Hillman is the first to tell you he's not a fancy guy. The eldest of four children born to working-class parents, Hillman was raised in Newton on powdered milk and macaroni and cheese. He worked his way through Babson College at a Wonder Bread factory. (Stacking Twinkies, he likes to joke, was good training for dealing with lawmakers.)

He met his wife, Thérèse, a schoolteacher, when she was a waitress at Friendly's; on their honeymoon in Maine, their big splurge was a 2-pound lobster, washed down with Pepsi brought from home.

He now earns one of the largest pensions on the state payroll, $105,000 a year, but he is as frugal as they come. He prefers diners to restaurants and bought his beloved bicycle for $100 at a toy store. His wife buys his suits at TJ Maxx, and she hems the cuffs herself.

``There are no tailors in my life," he said.

Though he graduated from Suffolk Law School before he joined the State Police, Hillman sounds like a homicide detective. When he talks public safety, houses become ``dwellings" and cars become ``vehicles."

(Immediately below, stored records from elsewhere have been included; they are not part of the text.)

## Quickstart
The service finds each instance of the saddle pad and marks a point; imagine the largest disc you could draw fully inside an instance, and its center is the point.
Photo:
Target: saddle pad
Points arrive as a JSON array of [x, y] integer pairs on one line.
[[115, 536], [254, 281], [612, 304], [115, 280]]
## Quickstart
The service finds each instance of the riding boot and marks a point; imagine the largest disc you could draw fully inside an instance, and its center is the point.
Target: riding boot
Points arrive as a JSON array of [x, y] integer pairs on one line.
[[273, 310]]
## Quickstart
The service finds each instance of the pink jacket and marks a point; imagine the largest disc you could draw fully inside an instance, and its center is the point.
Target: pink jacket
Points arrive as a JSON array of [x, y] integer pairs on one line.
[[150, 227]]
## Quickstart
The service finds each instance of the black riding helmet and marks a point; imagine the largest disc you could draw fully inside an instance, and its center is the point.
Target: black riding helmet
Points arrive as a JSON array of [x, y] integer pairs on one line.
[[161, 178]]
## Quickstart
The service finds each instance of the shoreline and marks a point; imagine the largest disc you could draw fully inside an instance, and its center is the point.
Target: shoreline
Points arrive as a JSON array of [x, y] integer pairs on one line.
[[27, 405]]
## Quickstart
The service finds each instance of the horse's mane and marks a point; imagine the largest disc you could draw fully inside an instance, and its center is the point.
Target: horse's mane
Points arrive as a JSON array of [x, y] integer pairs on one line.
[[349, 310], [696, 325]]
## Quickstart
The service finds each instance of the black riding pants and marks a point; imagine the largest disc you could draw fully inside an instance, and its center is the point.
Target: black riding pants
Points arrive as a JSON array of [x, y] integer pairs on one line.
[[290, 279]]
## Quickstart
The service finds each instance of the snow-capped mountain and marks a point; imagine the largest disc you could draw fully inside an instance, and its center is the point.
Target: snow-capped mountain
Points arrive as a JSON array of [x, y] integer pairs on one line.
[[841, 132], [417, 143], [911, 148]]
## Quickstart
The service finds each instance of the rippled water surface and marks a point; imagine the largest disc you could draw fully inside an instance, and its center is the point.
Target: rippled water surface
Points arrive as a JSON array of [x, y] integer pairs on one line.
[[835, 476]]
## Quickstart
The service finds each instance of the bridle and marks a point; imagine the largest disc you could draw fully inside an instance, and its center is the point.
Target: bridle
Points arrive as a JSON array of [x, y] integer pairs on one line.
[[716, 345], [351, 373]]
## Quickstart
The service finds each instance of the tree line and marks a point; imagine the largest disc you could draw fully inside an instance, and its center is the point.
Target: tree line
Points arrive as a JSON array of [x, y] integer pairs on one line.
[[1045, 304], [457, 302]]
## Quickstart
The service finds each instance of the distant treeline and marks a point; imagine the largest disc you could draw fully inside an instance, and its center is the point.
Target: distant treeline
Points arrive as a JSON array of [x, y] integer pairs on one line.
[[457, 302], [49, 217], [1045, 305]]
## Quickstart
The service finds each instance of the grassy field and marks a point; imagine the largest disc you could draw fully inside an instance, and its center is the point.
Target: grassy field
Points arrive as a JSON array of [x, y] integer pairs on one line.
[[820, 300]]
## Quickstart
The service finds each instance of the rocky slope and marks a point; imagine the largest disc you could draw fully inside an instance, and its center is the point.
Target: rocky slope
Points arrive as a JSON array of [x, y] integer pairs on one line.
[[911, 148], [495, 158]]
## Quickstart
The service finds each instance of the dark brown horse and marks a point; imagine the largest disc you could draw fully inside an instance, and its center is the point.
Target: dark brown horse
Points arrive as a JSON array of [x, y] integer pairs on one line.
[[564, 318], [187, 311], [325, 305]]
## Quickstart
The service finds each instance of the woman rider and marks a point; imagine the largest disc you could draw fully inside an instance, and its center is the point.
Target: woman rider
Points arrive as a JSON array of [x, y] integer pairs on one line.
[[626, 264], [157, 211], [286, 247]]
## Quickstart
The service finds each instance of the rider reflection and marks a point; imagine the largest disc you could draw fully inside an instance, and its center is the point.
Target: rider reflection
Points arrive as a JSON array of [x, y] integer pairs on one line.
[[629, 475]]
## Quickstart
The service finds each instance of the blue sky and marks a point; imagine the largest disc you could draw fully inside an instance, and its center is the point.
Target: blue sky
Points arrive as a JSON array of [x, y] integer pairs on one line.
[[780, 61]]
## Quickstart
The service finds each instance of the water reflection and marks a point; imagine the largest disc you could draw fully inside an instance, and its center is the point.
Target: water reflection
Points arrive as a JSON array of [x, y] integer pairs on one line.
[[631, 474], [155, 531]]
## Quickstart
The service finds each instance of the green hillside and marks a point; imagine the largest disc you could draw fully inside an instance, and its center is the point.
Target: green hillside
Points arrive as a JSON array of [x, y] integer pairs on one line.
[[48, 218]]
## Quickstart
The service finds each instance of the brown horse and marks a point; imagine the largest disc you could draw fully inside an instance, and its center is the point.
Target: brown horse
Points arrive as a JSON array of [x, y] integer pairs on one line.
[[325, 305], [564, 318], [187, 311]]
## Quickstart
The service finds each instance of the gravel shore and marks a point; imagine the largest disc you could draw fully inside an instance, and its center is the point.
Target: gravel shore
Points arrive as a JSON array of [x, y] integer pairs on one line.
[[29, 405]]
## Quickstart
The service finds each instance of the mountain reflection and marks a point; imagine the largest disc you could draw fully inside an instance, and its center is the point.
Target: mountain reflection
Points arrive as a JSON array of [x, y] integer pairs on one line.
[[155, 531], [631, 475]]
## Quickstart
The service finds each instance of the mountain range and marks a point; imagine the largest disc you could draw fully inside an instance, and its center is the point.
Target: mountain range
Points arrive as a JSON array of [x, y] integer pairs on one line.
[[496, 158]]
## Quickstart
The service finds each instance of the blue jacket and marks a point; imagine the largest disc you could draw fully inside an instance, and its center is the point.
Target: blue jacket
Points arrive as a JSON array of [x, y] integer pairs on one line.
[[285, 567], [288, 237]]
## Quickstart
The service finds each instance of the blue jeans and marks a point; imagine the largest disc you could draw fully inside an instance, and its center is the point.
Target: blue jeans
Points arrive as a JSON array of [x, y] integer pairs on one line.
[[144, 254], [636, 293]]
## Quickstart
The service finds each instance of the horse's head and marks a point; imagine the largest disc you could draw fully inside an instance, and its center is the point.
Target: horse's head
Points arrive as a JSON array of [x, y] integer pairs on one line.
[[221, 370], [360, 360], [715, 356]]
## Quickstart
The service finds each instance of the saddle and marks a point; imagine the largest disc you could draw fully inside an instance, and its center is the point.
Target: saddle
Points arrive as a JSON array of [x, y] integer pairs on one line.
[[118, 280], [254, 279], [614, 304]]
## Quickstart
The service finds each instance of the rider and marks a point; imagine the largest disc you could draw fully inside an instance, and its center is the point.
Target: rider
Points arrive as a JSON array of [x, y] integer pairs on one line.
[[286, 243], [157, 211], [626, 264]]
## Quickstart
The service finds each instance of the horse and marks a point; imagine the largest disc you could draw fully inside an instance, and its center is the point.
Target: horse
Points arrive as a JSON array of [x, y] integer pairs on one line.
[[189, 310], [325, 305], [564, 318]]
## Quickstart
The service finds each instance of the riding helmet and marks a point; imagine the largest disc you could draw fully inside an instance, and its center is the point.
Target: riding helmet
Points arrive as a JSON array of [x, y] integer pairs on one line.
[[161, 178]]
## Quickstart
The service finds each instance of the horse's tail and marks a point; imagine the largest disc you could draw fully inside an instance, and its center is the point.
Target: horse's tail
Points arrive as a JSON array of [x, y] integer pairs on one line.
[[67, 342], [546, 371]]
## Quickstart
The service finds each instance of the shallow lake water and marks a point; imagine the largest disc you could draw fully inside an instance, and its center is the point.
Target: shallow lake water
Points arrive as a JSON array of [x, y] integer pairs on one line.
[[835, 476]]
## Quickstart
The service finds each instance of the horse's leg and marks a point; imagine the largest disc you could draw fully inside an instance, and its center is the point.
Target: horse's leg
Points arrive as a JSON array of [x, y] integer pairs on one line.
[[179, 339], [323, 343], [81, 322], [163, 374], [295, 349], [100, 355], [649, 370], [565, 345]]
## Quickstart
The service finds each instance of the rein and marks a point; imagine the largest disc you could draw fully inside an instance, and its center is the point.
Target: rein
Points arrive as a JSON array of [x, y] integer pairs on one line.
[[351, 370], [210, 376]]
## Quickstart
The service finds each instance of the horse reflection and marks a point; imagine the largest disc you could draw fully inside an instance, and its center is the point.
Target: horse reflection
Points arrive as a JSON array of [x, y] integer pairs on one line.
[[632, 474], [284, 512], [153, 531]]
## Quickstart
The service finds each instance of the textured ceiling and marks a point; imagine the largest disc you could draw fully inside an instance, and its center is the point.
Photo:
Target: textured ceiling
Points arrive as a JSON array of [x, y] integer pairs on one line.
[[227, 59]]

Capping a 25-year career with the State Police, Hillman served as colonel for his last three years. He retired in 1999 and won a special election for state representative. He served most of three terms, championing legislation to toughen laws against drunken driving, among other public safety bills.

He decided not to run again in 2004. The next year, he was one of Romney's five nominees for US marshal for Massachusetts.

The Bagel Inn was the first of many stops in Holden (town number 75) on a six-hour tour of small towns in Central Massachusetts on Monday.

In nearby Rutland, he talked recycling and nurse staffing with customers at Heavy Evie's Happy Kitchen. He admired a Colonial-era military uniform at the Historical Society, where elderly ladies clipping century-old magazines admired his bearing. ``Always at attention," he agreed. ``That's 25 years of training."

In Hubbardston, he told police that he was on familiar turf, saying, ``This was part of my patrol area when I was at the Athol barracks." He spoke with a selectman about education-funding reform. At the fire station, he asked a pair of paramedics how many ``defibs" (defibrillators) the town had and congratulated them on their work.

In Westminster, he had his picture taken in front of the famous old Westminster Cracker Factory, then headed to a pizza joint where he shook hands with a quartet of masons, waving off their warnings that their hands were dirty. ``That's backbreaking work," he said.

Then it was on to Sterling, where he toured the Town Hall, shook hands in yet another coffee shop, and posed for a snapshot in town center with the lamb statue (a tribute to the ``Mary Had a Little Lamb" lyric, which some say was coined by a local boy about his schoolmate, Mary Sawyer, and her pet lamb). Along the way, he met an elderly supporter wearing a Romney-Healey baseball cap.

``You've got to paint that over," he said with a grin.